Just after 3:00 am on a warm summer morning in 1996 the Cedar Falls Police received a call of a reported bomb threat at a distributing warehouse near the South edge of the city. A worker had been in the parking lot having a cigarette when he walked past his car and noticed a note under the windshield wiper. He reported the suspicious note to his supervisors inside the plant and plant officials then called the police. Upon arrival, the entire warehouse was evacuated. The note, written on an 8-1/2″ X 11″ piece of paper torn from a spiral notebook read: “I have placed a bomb in the warehouse and you’ll never find it.” As a precaution, workers were kept from re-entering the plant until a bomb sniffing K-9 and handler drove 60 miles from Cedar Rapids, Iowa to search the facility. Deliveries were also prevented from leaving the plant, and the business lost over $15,000.00 in sales for the day.
I had been called in to work and unrelated incident earlier in the morning, and upon finishing my assignment at that scene I drove to the distributing warehouse. The plant had already been evacuated, witnesses were being interviewed, and the K-9 team was nearly on the scene. I had an opportunity to examine the piece of notebook paper on which the threat was written. (The possibility of recovering fingerprints from the paper was realized, so protective gloves were worn.) The message was written in what appeared to be blue ball point ink. It also appeared that the hand-printing was purposely disguised, and this, I thought was odd. The man who discovered the note was giving a statement to a supervisor at the scene, and I had an opportunity to overhear some of the conversation they were having. During this time I asked the man who found the note if I could have permission to look inside his vehicle, as I suspected that whoever planted the note may have left behind other evidence. The vehicle owner told me that he had discovered his drivers side door unlocked when he came out for the cigarette, but believed there was nothing missing from the vehicle.
Inside the vehicle I found a spiral notebook folder similar to what most of us have used in the past for school work. I had the feeling immediately that the bomb threat may have been written on a piece of paper which was then torn from the notebook. The notebook was seized as evidence. I was hoping at the time that I would be able to connect the bomb threat with the notebook, and also possibly recover fingerprints of the suspect/s from the notebook. Later in the day at the Crime Lab I carefully paged through the notebook and did in fact find a 1.5 cm piece of paper lodged in the spiral. This piece of paper was identified as having originally been part of the bomb threat page by conducting careful fracture match analysis between this small piece and the larger bomb threat page. (See photo illustration.)

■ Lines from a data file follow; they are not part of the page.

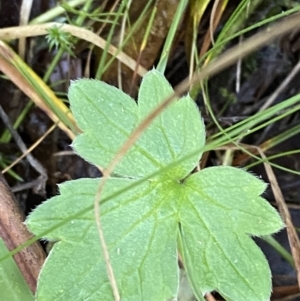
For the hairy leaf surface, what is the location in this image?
[27,70,283,301]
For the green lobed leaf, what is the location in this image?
[26,70,283,301]
[69,70,205,179]
[0,239,34,301]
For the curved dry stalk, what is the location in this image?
[94,13,300,300]
[0,22,147,76]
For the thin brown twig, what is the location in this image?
[0,22,147,76]
[257,147,300,288]
[90,14,299,300]
[2,124,57,174]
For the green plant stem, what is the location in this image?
[29,0,86,25]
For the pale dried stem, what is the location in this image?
[94,14,300,300]
[0,22,147,76]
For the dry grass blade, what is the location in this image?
[2,124,57,174]
[0,22,147,76]
[94,14,300,300]
[0,41,75,139]
[258,148,300,288]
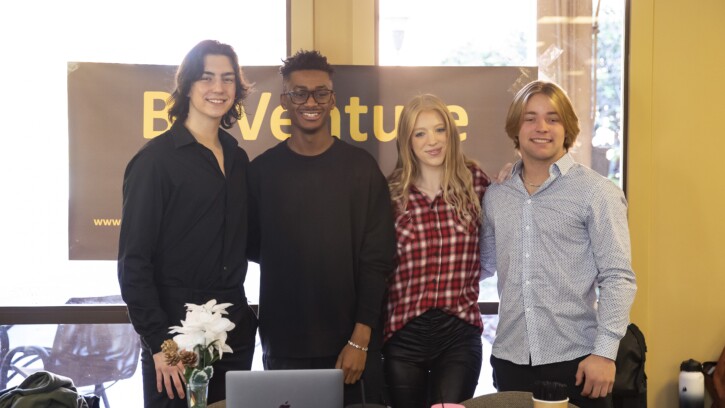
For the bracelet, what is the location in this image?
[347,340,368,352]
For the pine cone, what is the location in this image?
[179,350,197,367]
[161,339,181,366]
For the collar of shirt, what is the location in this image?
[507,153,576,193]
[171,122,239,152]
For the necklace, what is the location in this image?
[521,171,544,188]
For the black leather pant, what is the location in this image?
[383,309,482,408]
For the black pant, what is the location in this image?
[262,349,384,406]
[383,309,482,408]
[141,305,257,408]
[491,355,612,408]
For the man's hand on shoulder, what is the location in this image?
[576,354,617,398]
[491,163,514,184]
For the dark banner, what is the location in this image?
[68,63,536,260]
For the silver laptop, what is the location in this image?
[226,369,343,408]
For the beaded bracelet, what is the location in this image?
[347,340,368,351]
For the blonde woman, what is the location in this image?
[383,95,490,408]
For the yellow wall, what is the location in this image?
[628,0,725,408]
[291,0,725,408]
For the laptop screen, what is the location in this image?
[226,369,343,408]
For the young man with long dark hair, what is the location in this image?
[118,40,257,408]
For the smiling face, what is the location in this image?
[410,110,448,169]
[188,54,236,122]
[280,70,335,136]
[518,93,566,165]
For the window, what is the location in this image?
[378,0,625,301]
[378,0,625,395]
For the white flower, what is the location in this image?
[169,299,234,360]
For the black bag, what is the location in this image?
[612,323,647,408]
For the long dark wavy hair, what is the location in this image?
[166,40,252,129]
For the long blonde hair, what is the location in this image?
[388,94,481,225]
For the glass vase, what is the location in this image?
[186,377,209,408]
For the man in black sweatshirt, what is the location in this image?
[248,51,395,405]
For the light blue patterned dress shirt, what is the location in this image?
[481,153,637,365]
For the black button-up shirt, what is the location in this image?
[118,123,249,353]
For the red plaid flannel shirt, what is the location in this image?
[385,166,490,340]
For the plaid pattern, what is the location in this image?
[385,166,490,340]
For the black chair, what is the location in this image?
[0,296,141,408]
[461,391,577,408]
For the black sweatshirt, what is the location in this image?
[249,139,395,358]
[118,122,254,353]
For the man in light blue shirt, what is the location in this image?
[481,81,636,407]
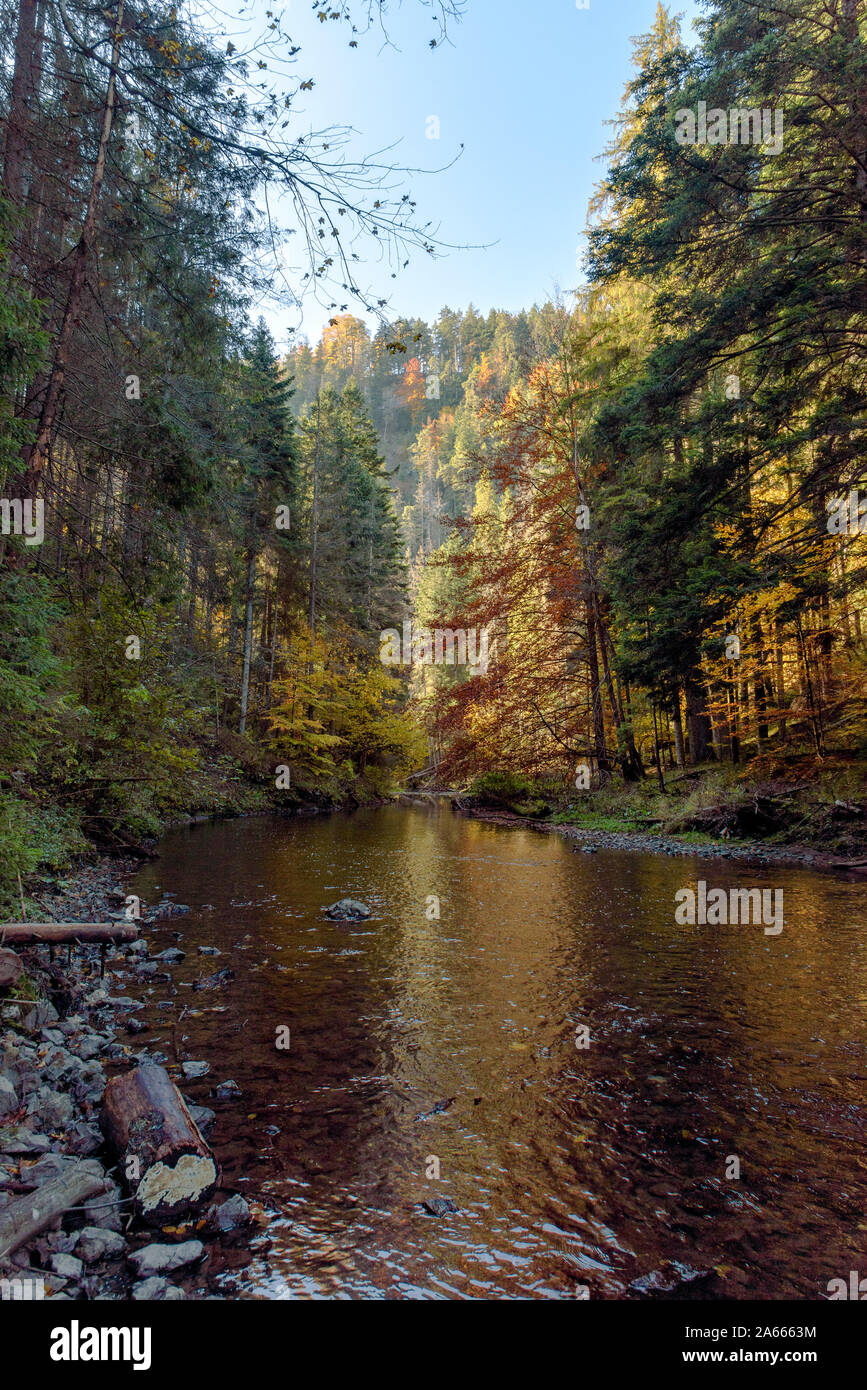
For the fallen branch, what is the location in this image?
[0,922,139,947]
[0,1159,107,1259]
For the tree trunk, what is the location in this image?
[101,1065,220,1226]
[18,0,124,496]
[238,542,256,734]
[671,695,686,767]
[0,1158,110,1259]
[684,677,710,767]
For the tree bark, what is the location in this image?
[101,1065,220,1225]
[0,1159,110,1259]
[0,922,139,947]
[18,0,124,496]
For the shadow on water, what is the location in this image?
[133,806,867,1298]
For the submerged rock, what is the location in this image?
[214,1194,251,1232]
[214,1081,240,1101]
[421,1197,457,1216]
[322,898,371,922]
[75,1226,126,1265]
[129,1240,204,1277]
[186,1101,217,1134]
[132,1275,186,1302]
[181,1062,211,1079]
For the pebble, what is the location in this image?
[75,1226,126,1265]
[128,1240,204,1277]
[214,1194,251,1232]
[132,1275,186,1302]
[49,1255,85,1279]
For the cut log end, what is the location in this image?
[101,1063,220,1225]
[135,1154,217,1222]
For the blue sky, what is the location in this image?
[234,0,696,348]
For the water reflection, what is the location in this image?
[128,808,867,1298]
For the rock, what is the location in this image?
[72,1062,106,1105]
[85,1184,124,1232]
[214,1194,251,1232]
[24,1154,81,1187]
[71,1033,103,1062]
[421,1197,457,1216]
[21,999,60,1033]
[186,1101,217,1134]
[629,1259,713,1295]
[324,898,371,922]
[129,1240,204,1279]
[49,1255,85,1279]
[0,1125,51,1156]
[67,1122,103,1158]
[75,1226,126,1265]
[193,966,235,990]
[132,1275,186,1302]
[0,949,24,990]
[0,1076,18,1115]
[28,1086,75,1130]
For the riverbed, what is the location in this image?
[129,806,867,1300]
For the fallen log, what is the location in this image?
[0,1158,111,1259]
[100,1063,220,1226]
[0,951,24,990]
[0,922,139,947]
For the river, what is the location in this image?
[131,806,867,1300]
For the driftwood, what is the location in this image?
[0,951,24,990]
[0,922,139,947]
[100,1063,220,1225]
[0,1159,110,1259]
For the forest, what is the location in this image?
[0,0,867,908]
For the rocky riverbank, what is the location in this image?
[0,859,250,1300]
[457,806,867,876]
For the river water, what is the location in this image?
[131,806,867,1300]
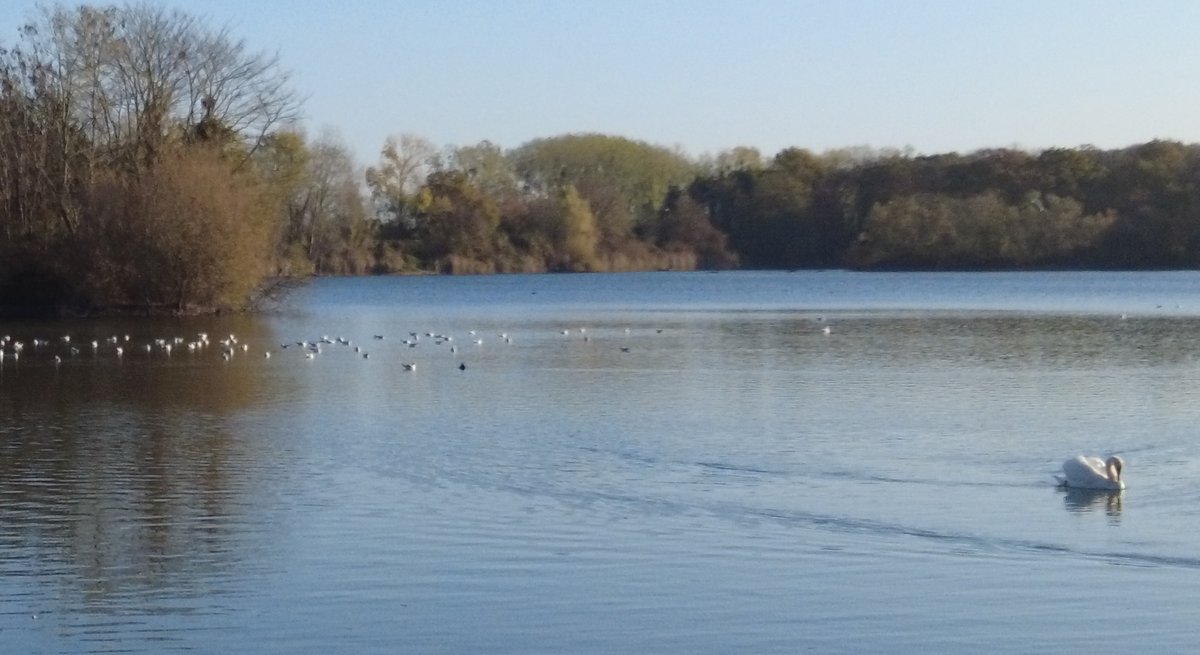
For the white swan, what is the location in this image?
[1055,455,1124,491]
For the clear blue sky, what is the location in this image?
[0,0,1200,163]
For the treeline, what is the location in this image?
[7,5,1200,311]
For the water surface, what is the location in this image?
[0,271,1200,653]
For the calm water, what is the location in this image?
[0,271,1200,654]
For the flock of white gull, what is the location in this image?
[0,326,1126,491]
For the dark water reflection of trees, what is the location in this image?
[0,317,286,608]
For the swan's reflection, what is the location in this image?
[1062,488,1124,518]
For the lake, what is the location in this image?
[0,271,1200,654]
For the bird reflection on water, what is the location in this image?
[1062,488,1124,518]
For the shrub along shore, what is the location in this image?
[0,5,1200,314]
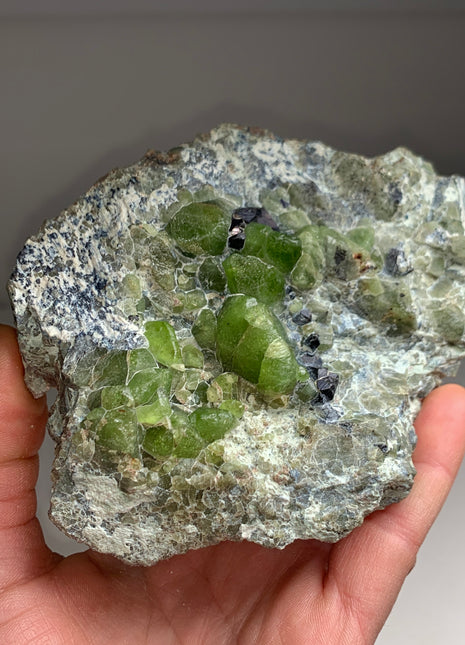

I am not typing this article for the purpose of singing praises as to some special feat of police work which was conducted in discovering the small piece of paper which connected the bomb threat note to the notebook in the reporting person’s car. Rather – I want to describe the rather simple means taken to photograph the exhibits side by side. Handling the piece of paper which was found lodged in the spiral of the notebook was difficult. I’d thought at first that I could aid the handling process with tweezers, but soon discovered that indents produced in the exhibit from the tips of the tweezers could be seen under the high magnification which I was planning to use in the photo process. The handling was all but eliminated when I figured out (quite by accident) the means I was going to use in positioning the two paper exhibits side by side and in such close proximity.
I first positioned a 16″ X 20″ piece flat black colored paper on the base of the MP4 camera stand in the Lab. Atop this paper was placed an 8-1/2″ X 11″ piece of glass from a picture frame. I then placed the 1.5 cm piece of paper atop this piece of glass and sandwiched it with a second piece of picture frame glass. This alone offered me a means of sliding the small piece of paper around without handling it. I then positioned the bomb threat page atop the second piece of glass in such a position that it was “close” to being in position which would allow the fracture match to be illustrated. You guessed it – a third piece of glass was placed atop the exhibits which truly sandwiched them together. Sliding the pieces of glass atop one another was simple and with almost no effort, I was able to illustrate the two papers nearly pieced together.
Photographing the two exhibits was quite simple. Taking the magnification into consideration, I knew that I would have to have a certain degree of depth of filed in the finished print. Once proper exposure was obtained, I found that the picture shown above (taken at 1/30th second – f/16) allowed the exhibits to appear as if they were on the same plane. No flash was used to take the picture. The exhibits were illuminated with the four flood lamps of the lab camera stand.